How to run a Typesense HA Cluster on Fly?

Hi all - I am currently running a single node Typesense machine on Fly, but would like to update this to a cluster. My current workaround for a single node (since Typsense only supports IPv4) is from this Fly.io thread using socat and supervisor to route IPv6 from Fly to Typsense IPv4.

However with multiple nodes, I feel like this gets a bit complicated. In the Typesense GitHub someone posted their ability to get a cluster working using 6Tunnel and “tricking” each node to communicate locally(?) and then use 6Tunnel to route to other nodes. You can find the post here

But in summary I’d need to run:

# Listen on IPv6 ports 8108 and make available via the defined api port for the node. For External Traffic
6tunnel -6 -l :: 8108 localhost $api_port
# Listen on IPv6 ports $api_port and make available via the defined api port for the node. For Cross-Node Traffic
6tunnel -6 -l <private v6 ip> $api_port localhost $api_port
6tunnel -6 -l <private v6 ip> $peering_port localhost $peering_port

# API and Peering tunnels for other nodes
6tunnel -4 -l localhost <node 2 api port> <node 2 private v6 ip>
6tunnel -4 -l localhost <node 2 peering port> <node 2 private v6 ip>
6tunnel -4 -l localhost <node 3 api port> <node 3 private v6 ip>
6tunnel -4 -l localhost <node 3 peering port> <node 3 private v6 ip>

I honestly don’t know which IPs from Fly I should be adding to this section and I’m hoping just referencing the internal url that Fly provides here accomplishes the same thing, here’s what I currently have but doesn’t seem to communicate correctly (currently hardcoded in Go, where I ripped most of it from the nats-cluster example you guys created). This would be an example of an LAX node that would like to communicate with another node in SJC:

exec.Command("6tunnel", "-6", "-l", "::", "8108", "localhost", "8062").Run()

exec.Command("6tunnel", "-6", "-l", "lax.foundry-typesense-cluster.internal", "8062", "localhost", "8062").Run()
exec.Command("6tunnel", "-6", "-l", "lax.foundry-typesense-cluster.internal", "8107", "localhost", "8107").Run()

exec.Command("6tunnel", "-4", "-l", "localhost", "8063", "sjc.foundry-typesense-cluster.internal").Run()
exec.Command("6tunnel", "-4", "-l", "localhost", "8107", "sjc.foundry-typesense-cluster.internal").Run()

svisor.AddProcess(
	"typesense-server",
	"typesense-server --data-dir=/data --api-key=xxx --api-port=8062 --peering-port 8107 --nodes=/etc/typesense-nodes --reset-peers-on-error",
	supervisor.WithRestart(0, 1*time.Second),
)

There’s also an additional peering-address flag you can add which needs a private IPv4 address of the specific node and I have no clue how to get something like that considering the Fly internally uses IPv6? When I don’t add the flag it binds to a 172 address.

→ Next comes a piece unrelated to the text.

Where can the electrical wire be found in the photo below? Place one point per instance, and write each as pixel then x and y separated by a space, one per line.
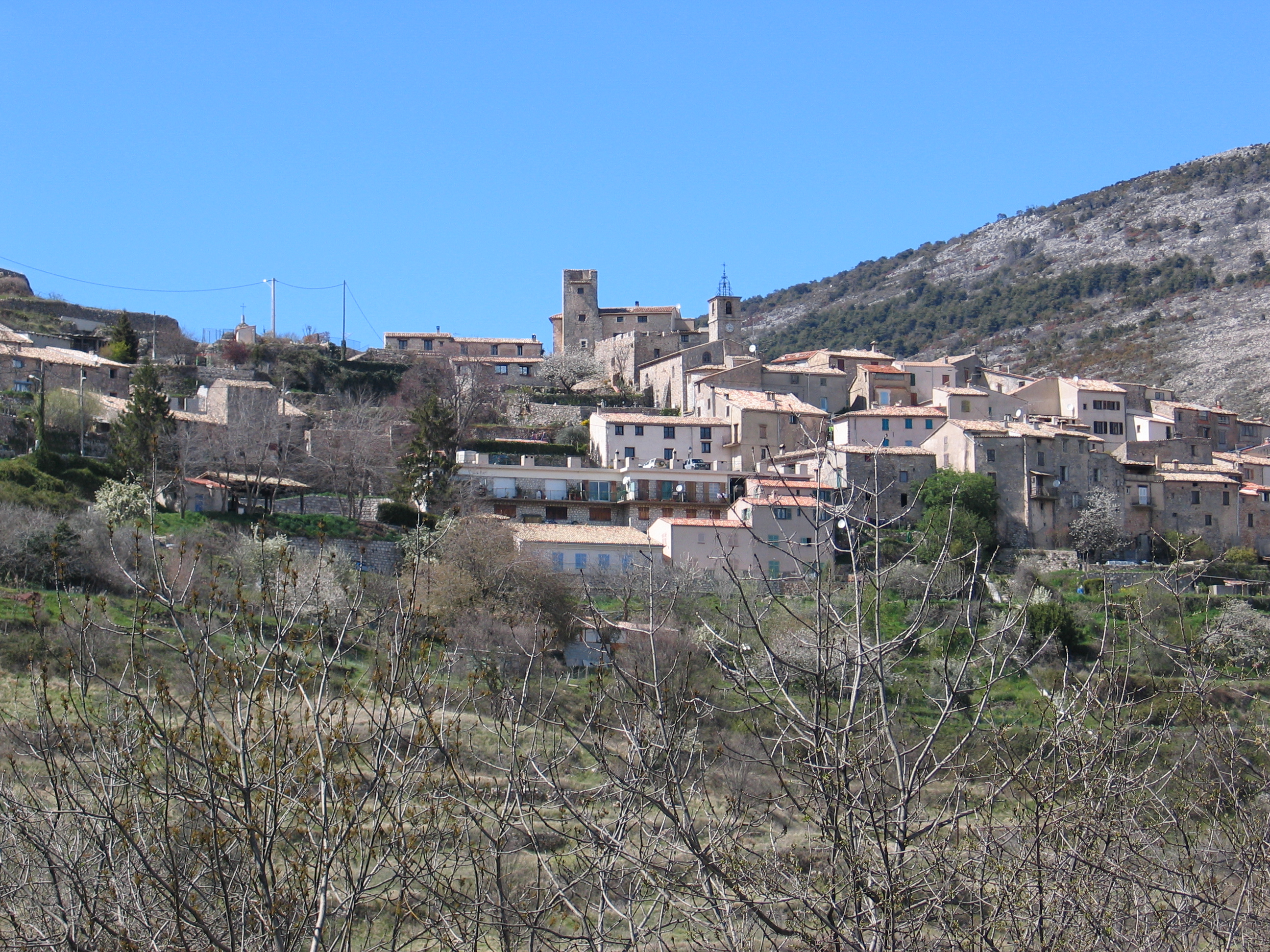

Each machine needs a typesense-nodes file so that Raft knows all ips/ports of the cluster too, which I’ve set as (first would be for LAX, the other would be a SJC node):

localhost:8107:8062,localhost:8107:8063

I thought I should be using localhost since the 6tunnel would be routing communication of the unique ports (8062 and 8063) to the respective node.

The complete HA documentation can be found here

This is sort of a hybrid Fly.io / Typesense question, so I hope I provided enough background and would really appreciate any insight or suggestions. Thank you!!

I don’t have this setup but seems like the peering port should probably be unique per server right? Maybe try 8107 for lax and 8109 for sjc?

@ianjosephwilson That’s a good question - I am under the impression that the peering port can be the same given that the example nodes they provide all take the same port number since they’re on different hosts too. Example below:

I’m not sure if I fully understand how 6tunnel/networking/typesense peer works but I think because you are overloading the same port on ipv4 on localhost. Having the same port on the hosts would be fine if you were connecting to them over a regular ipv4 network like in that example.

Ie. Your lax typesense server is running their peer port on localhost:6107 AND you are also trying to tunnel localhost:6107 to the sjc typesense host at the same time.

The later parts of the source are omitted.